The goal was to create a very easy to use, intuitive, and manageable interface which viewers could use without going through a webinar on how to navigate it. The resulting interface responded to the necessities of showing art exhibitions when travel was not possible and to making exhibitions more accessible. As one of the oldest art institutions in Estonia, Tallinn Art Hall has been putting together international exhibitions since 1934, and the virtual exhibition platform will bring our programming even closer to the global audience. When conceptualizing the interface, it was essential to think about how it could give viewers the fine details of the artwork and the experience of the space they were in. How to give viewers the impression that they could almost touch the exhibits?
The solution was inspired by the cinematography of Jim Jarmusch’s films, where the director begins by showing an overall view with a slow-moving camera. By filming the exhibitions so that they would give the impression of an exceptional experience, and overlaying this with an interactive system that was easily accessible, the team created a prototype that had both a minimal amount of user interface and showed all the details of an exhibition. The navigation buttons are overlaid on top of the video, which allows the viewer to select the language (offering Russian, Estonian, English, and Estonian Sign Language) and move through the different sections of the exhibition. Since Tallinn Art Hall exhibitions are very different from out another, the resulting interface had to balance different layers: between the navigation, wider shots of the room, views of an artwork or a series in its entirety and closeup shots, showing the texture and material or giving the viewer the option to play embedded videos.

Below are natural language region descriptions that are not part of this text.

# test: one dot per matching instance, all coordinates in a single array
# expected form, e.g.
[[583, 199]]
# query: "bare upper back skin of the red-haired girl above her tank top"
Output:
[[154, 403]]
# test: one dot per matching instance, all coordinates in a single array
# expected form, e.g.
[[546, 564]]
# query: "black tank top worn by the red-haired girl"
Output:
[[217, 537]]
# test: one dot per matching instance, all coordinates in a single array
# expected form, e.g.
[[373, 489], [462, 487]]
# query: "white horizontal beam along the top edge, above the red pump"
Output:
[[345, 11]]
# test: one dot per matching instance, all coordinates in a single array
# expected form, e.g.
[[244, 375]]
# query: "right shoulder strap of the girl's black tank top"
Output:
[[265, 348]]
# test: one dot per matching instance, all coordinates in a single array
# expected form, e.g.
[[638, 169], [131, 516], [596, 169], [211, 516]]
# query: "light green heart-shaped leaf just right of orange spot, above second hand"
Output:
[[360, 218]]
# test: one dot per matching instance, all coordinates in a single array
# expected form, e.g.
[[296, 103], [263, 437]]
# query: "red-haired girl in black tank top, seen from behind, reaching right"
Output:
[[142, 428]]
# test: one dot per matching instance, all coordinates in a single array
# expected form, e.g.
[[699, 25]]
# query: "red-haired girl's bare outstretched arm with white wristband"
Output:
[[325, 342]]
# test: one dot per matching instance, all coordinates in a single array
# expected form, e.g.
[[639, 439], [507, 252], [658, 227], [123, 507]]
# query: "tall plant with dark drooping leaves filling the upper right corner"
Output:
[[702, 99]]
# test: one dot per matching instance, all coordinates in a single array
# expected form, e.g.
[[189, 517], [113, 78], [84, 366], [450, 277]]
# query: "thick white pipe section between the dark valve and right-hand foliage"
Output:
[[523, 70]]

The interface experience resembles an actual visit to our exhibition space, and for this, the inspiration provided by films was vital. The best films enhance human perception, and the goal here was not to create another work of art but to create access to art, to make it accessible to everyone so that it would also be sharable, scalable and open to be repeated in any art institution in the world. For this, the cinematographer translated depth cues and her knowledge of human perception into camera movement. Creating a very smooth camera movement, the team did not want to add anything herself, but to make the exhibition as accessible as possible. The result was a series of high-resolution video walkthroughs, shot from fixed positions, creating spaces as by moving a camera similar to a film or a video game.
Transcending space and advancing the possibility of allowing people to be in spaces they cannot travel to, our virtual exhibitions platform is a project that continues to be open for further development and collaboration. Our ultimate goal is to publish the cinematography guide and code with free access, which could be used by any cultural institutions worldwide who may be interested.